Collective efficacy relates to the neighborhood identity and has an influence on crime and disorder (Eck and Watrell 1999). Collective efficacy has a positive correlation with low levels of crime and disorder, even when controlled for socioeconomic factors (Sampson and Radenbush 2001). Reducing disorder lowers crime indirectly by increasing social cohesion. In some instances, the density of local organizations and voluntary associations predicts high levels of collective efficacy (Sampson 2004). Local knowledge of crime problems, in real time, can result in the mobilization of local resources that have a more powerful impact on crime than police action alone. Additionally, neighborhoods with high risk for crime due to socioeconomic factors may not manifest those crime problems due to high collective efficacy. A large body of research on the relationship between narcotics and violent crime exists. It is not the focus of this research to validate any causal links, but rather to explore spatial relationships between the two events. The possession and sale of narcotics has to occur in an area where drug markets will be tolerated (McCord and Ratcliffe 2007). The findings indicate that socially disorganized areas are believed to be business friendly environments for drug markets because they are prone to contain sufficient numbers of drug users in their population, while also lacking the resources or social efficacy to prevent the establishment of the illegal trade. McCord and Ratcliffe explored the correlation between land use features and social disorganization as they related to drug market emergence in Philadelphia, PA. They concluded that social disorganization isn t sufficient to explain drug markets, as some low income neighborhoods are lacking drug markets, even though all other indicators might be present. It is

possible that drug dealers are drawn to general social degeneration rather than specific features. Place managers and capable guardians may prevent the emergence of drug markets. However, place managers can only influence disorder when they act collectively with other members of the neighborhood (Mazerolle, Kadleck, and Roehl 1998). A place manager who calls 9 1 1 or attempts to intervene as an individual does not have any greater success at restoring order than police action alone. Drug arrest data have been discounted as a measurement of drug activity in a neighborhood by some researchers. These researchers believe that police patrol high crime areas more frequently. The resulting drug arrests are viewed as biased by unequal application of police resources. Despite this assumption, a positive correlation between drug activity and violent crime was found to exist (Martinez, Rosenfeld and Mares, 2008). Martinez, et al, examined drug overdoses as a measure of drug activity in a neighborhood using deaths from cocaine and heroin. They assumed that marijuana markets would have no relationship with violent crime, due to the calming effect of marijuana. Researchers have begun to question the basic assumption that arrest data is biased by police action and not an indicator of drug activity in a neighborhood. By comparing arrest data with community surveys, drug arrests were an indicator of drug market activity in a neighborhood (Warner and Cromer, 2003). Additionally, researchers comparing drug activity, violent crime and alcohol availability found that drug activity had the strongest correlation to 8

violent crime, more so than alcohol availability (Gorman, Zhu and Horel, 2005). Additional research has examined the spatial relationships between alcohol availability, drug activity and violent crime. Using a geographically weighted regression tool, the researchers were able to predict violent crime within 1% (Wheeler and Waller, 2008).
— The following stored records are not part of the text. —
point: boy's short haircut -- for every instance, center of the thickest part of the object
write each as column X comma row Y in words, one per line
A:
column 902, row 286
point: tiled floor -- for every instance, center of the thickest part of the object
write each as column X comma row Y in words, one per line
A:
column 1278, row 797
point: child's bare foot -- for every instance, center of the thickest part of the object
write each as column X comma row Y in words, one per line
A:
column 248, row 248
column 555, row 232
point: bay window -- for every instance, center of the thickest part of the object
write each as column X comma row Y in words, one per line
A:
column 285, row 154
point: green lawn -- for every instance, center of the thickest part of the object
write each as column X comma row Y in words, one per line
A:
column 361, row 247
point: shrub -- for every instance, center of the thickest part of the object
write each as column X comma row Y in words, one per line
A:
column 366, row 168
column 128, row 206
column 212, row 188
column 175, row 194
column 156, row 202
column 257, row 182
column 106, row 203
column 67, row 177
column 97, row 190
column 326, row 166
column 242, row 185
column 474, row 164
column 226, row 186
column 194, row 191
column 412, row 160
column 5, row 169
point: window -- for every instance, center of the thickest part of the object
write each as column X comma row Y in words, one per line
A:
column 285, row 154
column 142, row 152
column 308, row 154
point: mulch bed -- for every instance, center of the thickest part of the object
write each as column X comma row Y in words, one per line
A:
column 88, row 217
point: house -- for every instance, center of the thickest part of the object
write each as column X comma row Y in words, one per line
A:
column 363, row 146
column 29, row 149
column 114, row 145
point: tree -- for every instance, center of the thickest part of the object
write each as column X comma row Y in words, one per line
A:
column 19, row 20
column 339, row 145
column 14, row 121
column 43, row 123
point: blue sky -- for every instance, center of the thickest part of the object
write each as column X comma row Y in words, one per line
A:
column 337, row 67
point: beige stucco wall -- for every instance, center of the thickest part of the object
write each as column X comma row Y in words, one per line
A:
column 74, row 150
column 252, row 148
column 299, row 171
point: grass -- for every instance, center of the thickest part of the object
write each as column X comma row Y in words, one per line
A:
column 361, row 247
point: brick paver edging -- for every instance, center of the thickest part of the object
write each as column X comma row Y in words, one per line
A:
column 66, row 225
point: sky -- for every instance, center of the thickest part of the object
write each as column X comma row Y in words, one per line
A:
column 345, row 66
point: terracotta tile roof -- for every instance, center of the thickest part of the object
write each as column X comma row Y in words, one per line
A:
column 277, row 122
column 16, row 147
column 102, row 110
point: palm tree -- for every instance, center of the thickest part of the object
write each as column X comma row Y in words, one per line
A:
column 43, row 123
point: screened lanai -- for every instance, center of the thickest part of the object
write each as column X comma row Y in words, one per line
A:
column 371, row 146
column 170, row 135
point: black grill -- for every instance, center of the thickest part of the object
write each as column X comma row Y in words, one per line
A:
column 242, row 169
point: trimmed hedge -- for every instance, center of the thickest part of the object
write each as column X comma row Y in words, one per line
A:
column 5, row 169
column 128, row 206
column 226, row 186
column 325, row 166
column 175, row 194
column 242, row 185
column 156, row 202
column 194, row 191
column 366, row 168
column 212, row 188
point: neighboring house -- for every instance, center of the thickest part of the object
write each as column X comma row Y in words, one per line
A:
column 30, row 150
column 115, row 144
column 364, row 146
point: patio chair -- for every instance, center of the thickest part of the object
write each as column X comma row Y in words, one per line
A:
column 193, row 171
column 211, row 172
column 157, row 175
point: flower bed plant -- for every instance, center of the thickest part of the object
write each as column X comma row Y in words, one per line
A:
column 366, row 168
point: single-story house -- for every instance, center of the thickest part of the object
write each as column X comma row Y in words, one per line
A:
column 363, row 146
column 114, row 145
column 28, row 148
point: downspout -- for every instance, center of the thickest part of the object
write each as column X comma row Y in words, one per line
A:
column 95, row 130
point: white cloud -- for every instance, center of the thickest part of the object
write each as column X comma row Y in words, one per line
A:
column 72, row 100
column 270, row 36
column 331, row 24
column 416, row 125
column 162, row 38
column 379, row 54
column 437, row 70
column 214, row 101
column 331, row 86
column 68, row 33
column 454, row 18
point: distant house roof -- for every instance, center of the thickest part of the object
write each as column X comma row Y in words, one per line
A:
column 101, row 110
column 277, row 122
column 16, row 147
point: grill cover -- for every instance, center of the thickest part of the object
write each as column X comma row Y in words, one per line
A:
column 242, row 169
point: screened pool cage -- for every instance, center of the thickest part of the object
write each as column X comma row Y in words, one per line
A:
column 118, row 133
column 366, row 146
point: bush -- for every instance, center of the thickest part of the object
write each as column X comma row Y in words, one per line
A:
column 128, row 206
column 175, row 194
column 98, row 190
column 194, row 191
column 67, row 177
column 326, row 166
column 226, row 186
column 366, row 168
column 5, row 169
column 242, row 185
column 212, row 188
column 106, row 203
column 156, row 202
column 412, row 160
This research will not include alcohol availability due to alcohol not being universally available in all parts of Dallas. Resignato attempted to explore the effects of narcotics on violent crime. Narcotics driven crime was explained by three potential causes: psychopharmacological, economic compulsion and the black market effect (Resignato, 2000). The psychopharmacological effect is simply the alteration of neurochemistry which might lead a person to commit violent acts. The economic compulsion is crime driven by the cost of an increasingly expensive drug habit. The black market effect is the violent crime associated with the prohibition of narcotics and their distribution. Resignato s research, though compelling, aggregated data to metropolitan statistical areas. The aggregation of the data impedes the analysis by comparing areas with little to no drug activity and violent crime to areas with very high drug activity and violent crime rates. In this case, aggregation reduces variability and error, making the outcomes less meaningful than block face analysis. Resignato found that of the three potential factors behind narcotics driven crime, the Black Market effect had the greatest impact. Street level drug activity, disorder and serious crime cluster within specific places (Weisburd and Mazerolle 2000). Weisburd and Mazerolle suggest that a crime specific targeting strategy is more useful than generic hot spot analysis, and is a more refined approach to

resource allocation. A diffusion of police benefit to other crime problems is expected within drug market locations. Methodology Data collected for this research will include crime reports made by the DPD for the UCR categories of murder, rape, robbery individual, robbery business and aggravated assault. The offense reports will be further filtered by selecting only those offenses involving firearms. The UCR offense description includes whether the offense involved a firearm. Drug arrest data will come from arrest reports made by the DPD. These reports are also classified by UCR offense. The reports will be filtered by those classified as Narcotics & Drugs arrests. These will include possession of controlled substances, possession of marijuana, dangerous drugs and possession of drug paraphernalia. The arrests will include drugs such as cocaine (both powder and rock), heroin, marijuana, PCP, and prescription drugs. The GWR model will be used to identify locations with a higher risk of crime by selfselecting areas with low social efficacy. Demographic data, such as that available through the U.S. Census Bureau, can be useful to identify areas with capacity for low social efficacy. However, the areal resolution for U.S. Census data is very low. The crimes and arrests will be geocoded based on the address in the report. Geocoding accuracy will be paramount to a successful GWR model. Therefore, events will be geocoded to 10

the parcel, when possible, and to the line segment when not possible. Roughly 99% of the offense and arrest data will geocode correctly (Dallas Police Department, 2008). The average nearest neighbor values for both offenses and arrests are typically less than 300 feet, or the average block length, which will minimize the impact of any geocoding errors. The data will not be aggregated to any areal units. Rather, the data will be analyzed as discrete points along a network. Aggregating the data to areal units will introduce error in the variability and central tendency for each areal unit. The GWR model will use a rolling 365 day dataset of drug arrest data. The rolling year of data will include changes due to seasonality and policy changes from year to year. A dataset that is used to compare a month from a previous year to the current year does not allow for changes in policy that may have been implemented and slowly adopted. Short term predictions from the GWR model may not be very useful. The crime rate for murder is approximately 0.56 murders per day for the entire City of Dallas (Dallas Police Department, 2008). A single day's prediction will not be useful for deployment strategy support. A 14 day or 30 day period of crime should be predicted in order for the deployment of police resources. A single day prediction extrapolated to longer periods of time will have more meaning for decision makers and will still maintain a high degree of accuracy. A nearest neighbor analysis (NNA) will be performed to determine the appropriate scale, to identify clusters of events and to the set limits of the GWR model. No distance limits are necessary for the GWR to work. However, the risk of crime is not equal across all locations.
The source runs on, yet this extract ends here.